Treatment > Nonsteroidal Anti-Inflamm.Drugs · Temozolomide Clinical Trials


39th ASCO Annual Meeting. Chicago, IL. May 31-June 3, 2003. Abstract No. 455 (Clinical Study)


Meeting Abstract

Temozolomide plus celecoxib for treatment of malignant gliomas

S. Pannullo, J. V. Serventi, C. Balmaceda, J. Burton

New York Presbyterian Hospital-Weill Medical College of Cornell University, New York, NY; Columbia Presbyterian Hospital, New York City, NY; Staten Island University Hospital, Staten Island, NY

Background. Temozolomide (Temodar) (TMZ) is an effective agent for malignant gliomas.
Celecoxib (Celebrex) (CLBRX), a selective cyclooxygenase-2 (COX-2) inhibitor, also has potential activity in malignant gliomas.
In vitro, COX-2 is constitutively expressed in the majority of brain tumors and promotes the growth of human glioma-derived cell lines.
In vivo, CLBRX has anti-angiogenic effects, is a radiosensitizer, and may enhance chemotherapy.
This phase I/II clinical trial tests CLBRX with BID TMZ.

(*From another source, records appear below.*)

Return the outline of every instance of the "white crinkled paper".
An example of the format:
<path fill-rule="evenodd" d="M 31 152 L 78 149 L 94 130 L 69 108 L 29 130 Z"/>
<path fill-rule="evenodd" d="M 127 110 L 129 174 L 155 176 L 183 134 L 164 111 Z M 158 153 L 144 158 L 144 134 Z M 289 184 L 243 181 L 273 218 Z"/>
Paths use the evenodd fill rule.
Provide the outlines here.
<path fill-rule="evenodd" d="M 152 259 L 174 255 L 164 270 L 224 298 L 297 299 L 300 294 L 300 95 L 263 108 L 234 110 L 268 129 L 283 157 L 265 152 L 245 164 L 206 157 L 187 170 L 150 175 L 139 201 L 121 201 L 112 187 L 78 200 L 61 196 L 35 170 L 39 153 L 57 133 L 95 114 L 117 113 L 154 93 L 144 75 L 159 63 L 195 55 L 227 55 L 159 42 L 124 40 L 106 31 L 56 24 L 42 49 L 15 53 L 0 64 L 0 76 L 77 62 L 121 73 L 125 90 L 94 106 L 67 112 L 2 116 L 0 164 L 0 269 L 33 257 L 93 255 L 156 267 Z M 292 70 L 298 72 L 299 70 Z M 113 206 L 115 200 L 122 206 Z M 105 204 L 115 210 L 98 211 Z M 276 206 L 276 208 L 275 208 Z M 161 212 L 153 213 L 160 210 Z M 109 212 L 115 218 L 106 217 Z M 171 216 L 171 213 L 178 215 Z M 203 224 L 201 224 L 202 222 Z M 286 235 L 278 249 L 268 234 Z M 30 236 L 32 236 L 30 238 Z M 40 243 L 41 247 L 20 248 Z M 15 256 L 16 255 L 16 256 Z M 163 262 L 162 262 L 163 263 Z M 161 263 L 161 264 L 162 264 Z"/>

Methods. Eligible patients with documented histological diagnosis of relapsed or refractory glioblastoma multiforme (GBM) received TMZ 200 mg/m2 load followed by 90 mg/m2 BID x 9 over 5 days.
CLBRX was dose escalated from 60 mg/m2 BID for 10 days, to 240 mg/m2 in cohorts of 3-6 patients.
Cycles were repeated every 28 days, tumor response was assessed (MRI) every 2 cycles.

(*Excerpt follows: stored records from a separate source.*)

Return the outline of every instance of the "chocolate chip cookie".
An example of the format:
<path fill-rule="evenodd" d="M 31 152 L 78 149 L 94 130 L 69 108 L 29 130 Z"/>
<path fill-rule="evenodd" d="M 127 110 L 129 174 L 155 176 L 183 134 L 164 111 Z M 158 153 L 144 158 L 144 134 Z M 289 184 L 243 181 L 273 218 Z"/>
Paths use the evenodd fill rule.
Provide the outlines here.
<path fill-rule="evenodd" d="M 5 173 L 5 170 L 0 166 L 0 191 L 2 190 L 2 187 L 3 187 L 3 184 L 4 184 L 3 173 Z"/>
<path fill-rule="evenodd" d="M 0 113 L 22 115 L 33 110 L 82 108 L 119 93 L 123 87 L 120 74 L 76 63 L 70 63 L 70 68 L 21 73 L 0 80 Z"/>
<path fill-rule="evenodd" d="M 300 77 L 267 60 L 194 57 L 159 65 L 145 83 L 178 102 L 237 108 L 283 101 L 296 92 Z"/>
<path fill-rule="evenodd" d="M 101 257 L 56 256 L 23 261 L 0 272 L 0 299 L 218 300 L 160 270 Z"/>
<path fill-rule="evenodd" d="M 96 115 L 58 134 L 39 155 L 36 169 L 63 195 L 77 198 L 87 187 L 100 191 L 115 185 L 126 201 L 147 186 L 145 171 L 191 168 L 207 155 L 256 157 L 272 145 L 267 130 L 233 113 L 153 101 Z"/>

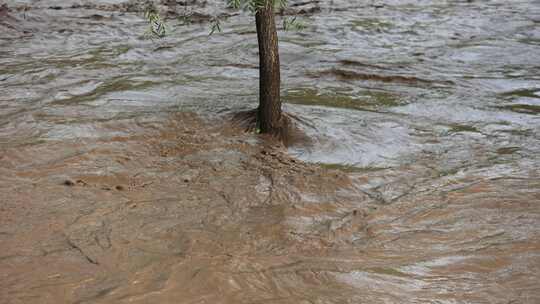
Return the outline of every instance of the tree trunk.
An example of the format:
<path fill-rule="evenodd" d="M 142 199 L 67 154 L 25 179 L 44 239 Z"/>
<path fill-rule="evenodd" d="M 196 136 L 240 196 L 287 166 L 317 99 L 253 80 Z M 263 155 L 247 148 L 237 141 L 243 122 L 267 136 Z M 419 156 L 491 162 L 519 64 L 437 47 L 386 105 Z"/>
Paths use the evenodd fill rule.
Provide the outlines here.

Results. Eighteen patients (13 M, 5 F) were enrolled for 66 cycles of therapy.
Prior treatment consisted of radiation (18 patients) and chemotherapy (3 patients).
Median age was 49 years (range, 39-69).
Escalation of CLBRX to 360 mg/m2 has been achieved.
Fifteen patients are evaluable for toxicity.
One patient had grade 3 leukopenia and thrombocytopenia, requiring dose reduction of TMZ.
One patient experienced grade 4 neutropenia, requiring administration of granulocyte-colony stimulating factor (G-CSF).
One patient had grade 4 hyperglycemia and one patient experienced mood alteration and depression.
6 patients (40%) had Grade I constipation and one patient had Grade 2 constipation.
In the 13 patients evaluable for response, after an average of 2 cycles, 31% of patients (4/13) had a partial response, 62% of patients (8/13) achieved stable disease (SD), and 7% (1/13) had progressive disease.
After 7 cycles, 7% (1/13) had a complete response (CR), resulting in an overall response after an average of 2 cycles of 93%.

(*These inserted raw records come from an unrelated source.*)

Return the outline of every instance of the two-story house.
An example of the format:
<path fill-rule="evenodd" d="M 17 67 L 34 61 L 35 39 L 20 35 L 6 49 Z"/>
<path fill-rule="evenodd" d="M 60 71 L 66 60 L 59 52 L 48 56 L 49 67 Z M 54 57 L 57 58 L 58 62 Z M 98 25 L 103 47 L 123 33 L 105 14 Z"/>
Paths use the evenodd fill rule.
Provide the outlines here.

Conclusions. TMZ BID in combination with Celecoxib is well tolerated.
Hematologic toxicity was mild and did not recur following TMZ dose reduction.
Response rates are promising.
Further accrual and follow-up is necessary to determine the maximum tolerated dose and response rates for the combination of TMZ and Celecoxib.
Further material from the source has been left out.